Henrique’s questions are both very interesting. His first question is whether this means that “the sony reader will only be able to read encrypted pdfs from the sony store and not pdfs from other online sellers?”. AsI said in my earlier post the PDF implementation initially shipping in the device doesn’t support DRM at all. So I believe Sony initially plans to sell only DRM-protected BBeB-format eBooks from the Sony Connect eBookStore, not PDF format content at all. However there’s nothing to stop Sony or other vendors from offering unencrypted documents (PDF or BBeB) under the “rule of law”. Baen is among a number of publishers experimenting with business models that are not predicated on heavyweight DRM. As well, one might imagine that down the road the Adobe PDF implementation for the Sony PRS product line could conceivably support DRM.
Henrique also asked “does this version of PDF offer any reformatting characteristics?” noting that “although there are some ways to put a PDF on Librie (usually printing to pictures), the text is usually a little small.” The version of mobile/device PDF shipping with the Sony Reader 1.0 does not utilize advanced “Tagged PDF” structure information, which the desktop Adobe Reader uses to implement accessibility and reflow features. So, no, PDFs on this device are fixed-format.

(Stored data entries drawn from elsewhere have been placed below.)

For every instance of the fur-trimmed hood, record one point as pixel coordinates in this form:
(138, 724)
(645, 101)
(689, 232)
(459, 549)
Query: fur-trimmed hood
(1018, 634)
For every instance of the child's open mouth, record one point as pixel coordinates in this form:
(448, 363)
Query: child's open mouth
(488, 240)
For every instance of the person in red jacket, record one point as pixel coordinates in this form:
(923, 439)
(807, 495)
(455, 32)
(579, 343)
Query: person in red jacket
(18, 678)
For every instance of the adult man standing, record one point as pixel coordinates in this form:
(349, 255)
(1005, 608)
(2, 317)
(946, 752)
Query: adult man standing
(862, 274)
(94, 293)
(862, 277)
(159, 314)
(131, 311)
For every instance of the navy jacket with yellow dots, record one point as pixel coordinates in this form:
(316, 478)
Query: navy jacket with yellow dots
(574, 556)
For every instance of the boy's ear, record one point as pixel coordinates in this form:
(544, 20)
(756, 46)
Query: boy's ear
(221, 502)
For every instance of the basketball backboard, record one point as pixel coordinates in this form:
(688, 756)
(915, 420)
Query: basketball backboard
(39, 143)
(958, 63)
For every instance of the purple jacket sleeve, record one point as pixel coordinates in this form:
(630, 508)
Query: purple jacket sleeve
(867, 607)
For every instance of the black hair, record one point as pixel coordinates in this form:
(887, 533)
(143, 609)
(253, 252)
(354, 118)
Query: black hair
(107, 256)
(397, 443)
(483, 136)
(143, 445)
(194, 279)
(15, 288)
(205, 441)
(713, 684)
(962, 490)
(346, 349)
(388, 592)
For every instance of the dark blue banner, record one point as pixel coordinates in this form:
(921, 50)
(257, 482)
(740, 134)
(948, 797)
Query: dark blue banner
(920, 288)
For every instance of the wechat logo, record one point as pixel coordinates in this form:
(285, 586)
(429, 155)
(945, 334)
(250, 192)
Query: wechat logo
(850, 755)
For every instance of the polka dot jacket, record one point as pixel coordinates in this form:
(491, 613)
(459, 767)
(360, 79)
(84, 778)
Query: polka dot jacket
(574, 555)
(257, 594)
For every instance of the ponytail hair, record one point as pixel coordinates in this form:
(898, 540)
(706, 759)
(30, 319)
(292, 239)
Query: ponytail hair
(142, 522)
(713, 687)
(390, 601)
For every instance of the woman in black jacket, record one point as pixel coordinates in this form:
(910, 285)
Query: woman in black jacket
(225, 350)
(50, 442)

Admittedly, fixed-format pages are not a great match to a 6-inch display, especially when many PDFs are essentially created as print masters. Indeed this is arguably the primary reason that Sony had to support BBeB: although it has structure capabilites, PDF doesn’t really solve the problem of efficiently and reliably representing flowable content that doesn’t necessarily even have a single canonical paginated representation. But Adobe is working with its partners, including Sony as well as the broader publishing industry, to solve these issues. We envision expanding our platform to incorporate first-class standards-based support for reflowable content. More on this soon.

Sony Reader and Adobe PDF

There has been quite a bit of speculation on the nature of the PDF support in the Sony Reader PRS-500 product announced by Sony at CES. To clarify, the Sony Reader supports true Adobe PDF via Adobe software. This is an extension of an previously announced partnership that has delivered PDF support into several Sony consumer electronics products, including a car navigation system.

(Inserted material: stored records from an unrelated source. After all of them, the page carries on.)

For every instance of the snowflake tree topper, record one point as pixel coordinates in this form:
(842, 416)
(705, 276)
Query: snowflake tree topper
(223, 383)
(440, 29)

Adobe has developed a profile of PDF for consumer devices and mobile handset platforms (such as Nokia Series 60 and NTT DoCoMo FOMA). Because its implementation is optimized for limited resource devices and consumption-oriented use cases appropriate for smaller screens, our mobile PDF profile omits a number of features from the complete PDF 1.6 specification that is implemented by Adobe Reader 7.x for desktop operating systems. For example, at this time neither of the document protection (DRM) technologies incorporated into Reader 7.x (that support Adobe Content Server and Adobe Policy Server) are implemented in our device-oriented PDF software. Although it predates it, our current mobile profile turns out to be well-aligned with the recently finalized ISO 19005 standard, aka PDF/A.
I expect the Sony PRS product line to be a great success. More on this soon.